Hukum Adat Nias ini terkenal dengan sebutan Fondrakö, yang ditetapkan untuk mengatur tata kehidupan masyarakat Nias dengan sanksi berupa kutuk bagi yang melanggarnya. Menurut Viktor Zebua, istilah Fondrakö berasal dari kata rakö, artinya: tetapkan dengan sumpah dan sanksi kutuk. Fondrakö merupakan forum musyawarah, penetapan, dan pengesahan adat dan hukum. Bagi yang mematuhi fondrakö akan mendapat berkat dan yang melanggar akan mendapat kutukan dan sanksi.
Seperti halnya mitos tentang asal-usul orang Nias yang konon diturunkan “nidada” dari langit “Tetehöli Ana’a”, maka Fondrakö ini diturunkan bersama dengan Hia Walangi Sinada di daerah Gomo (Bagian Selatan Nias). Seiring dengan bertambahnya jumlah penduduk Nias maka para raja dan tetua adat bermufakat untuk membaharui peraturan yang ada sesuai dengan kondisi dan kebutuhan masing-masing rakyatnya.
Proses pengesahan Fondrakö ini terkesan mistis dan mengerikan (menurut penulis), karena melibatkan binatang atau benda yang diumpamakan sebagai siksaan atau kutuk yang akan dialami oleh para pelanggarnya. Fondrakö ini dilaksanakan di “Arö Gosali” (Rumah musyawarah) yang dihadiri oleh raja dan para tetua adat. Mereka menetapkan Fondrakö dengan menggunakan ayam, lidi, dan timah panas. Salah seorang tetua adat akan mematah-matahkan lidi atau kaki dan sayap ayam serta menuangkan timah panas ke dalam mulut ayam tersebut. Saat melakukan ritual tersebut, dia akan mengucapkan kutuk “Barangsiapa yang melanggar segala sesuatu yang telah ditetapkan dalam Mondrakö ini, maka dia akan segera mati (patah seperti lidi), atau disiksa seperti ayam yang kaki dan tangannya patah serta segala yang dimakannya akan terasa panas seperti timah panas yang dimasukkan ke mulut ayam”. Terkadang, mereka juga menggunakan kucing atau anjing dengan kutuk “Lö mowa’a ba danö ba lö molehe ba mbanua” yang artinya tidak bakalan memiliki keturunan.

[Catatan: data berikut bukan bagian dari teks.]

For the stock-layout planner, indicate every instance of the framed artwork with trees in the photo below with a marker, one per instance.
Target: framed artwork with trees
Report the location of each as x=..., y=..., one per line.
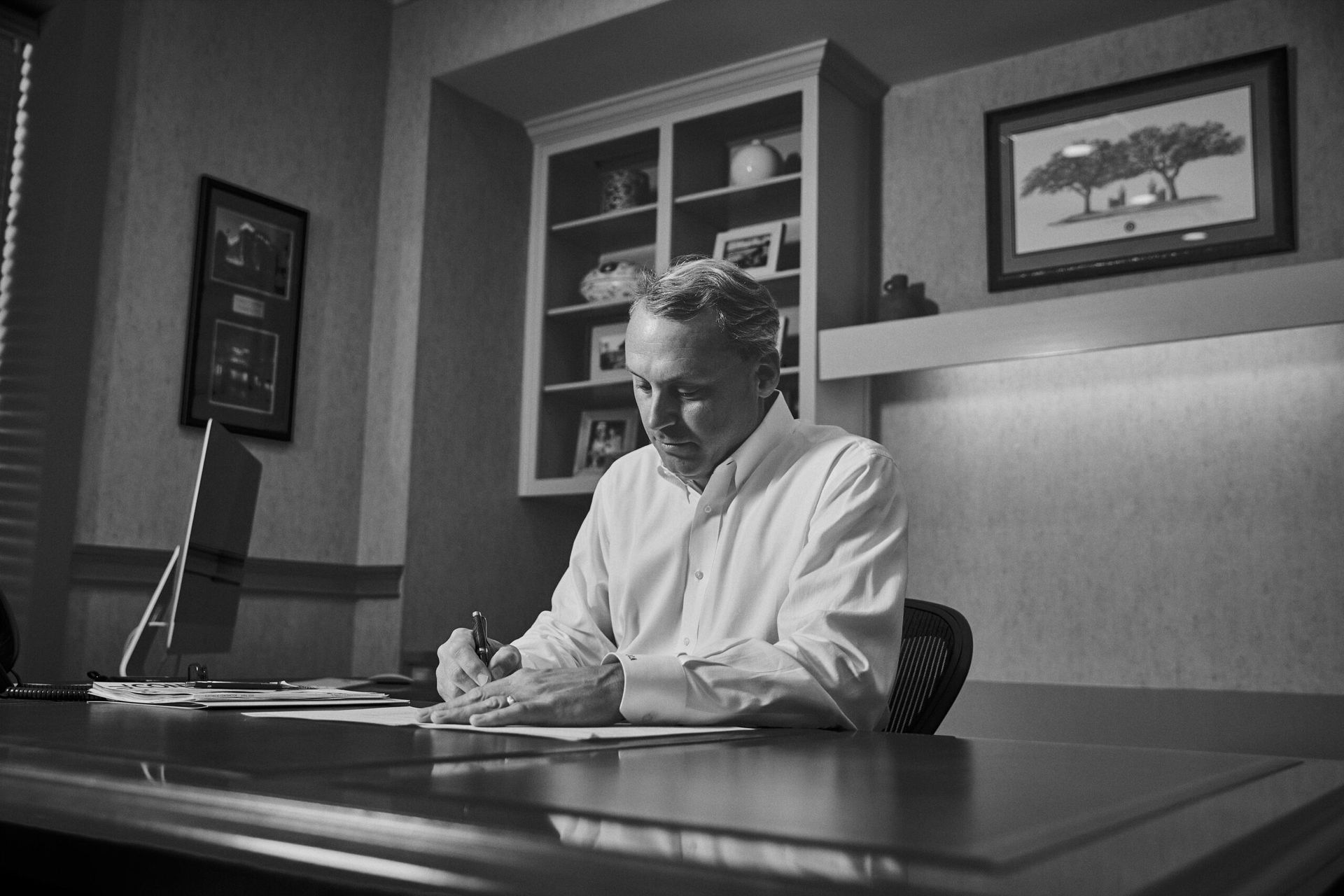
x=1179, y=168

Pada masa itu (terutama sebelum masuknya ajaran agama Kristen ke Pulau Nias), Fondrakö ini sangat dipercaya memiliki kekuatan dan banyak yang mengalami kutuk seperti yang telah ditetapkan para tetua tersebut. Selain Fondrakö, adapula hukuman lainnya bagi individu yang melanggar peraturan, mulai dari denda emas dan babi, hingga hukuman pancung (leher dipenggal). Proses memancung leher adalah dengan menidurkan orang yang akan dihukum di atas tanah dan lehernya diletakkan di atas batang pisang, barulah eksekusi dilakukan.
Seperti halnya raja-raja lainnya, Fondrakö juga dilakukan di Talu Nidanoi dan Laraga (daerah Gunungsitoli Idanoi dan Gunungsitoli Selatan) oleh dua raja besar di masa itu yakni Balugu Samönö Ba’uwudanö (Mado Harefa) dan Balugu Tuha Badanö (Mado Zebua). Seiring dengan perkembangan zaman dan pengenalan masyarakat akan agama maka kepercayaan akan kutuk tersebut sudah mulai berkurang (sekalipun masih ada yang hingga saat ini masih mempercayainya, terutama para tetua-tetua adat di Pulau Nias). Sementara hukuman pancung sudah mulai berkurang di Nias sejak kedatangan para misionaris yang menyebarkan agama kristen sejak tahun 1830.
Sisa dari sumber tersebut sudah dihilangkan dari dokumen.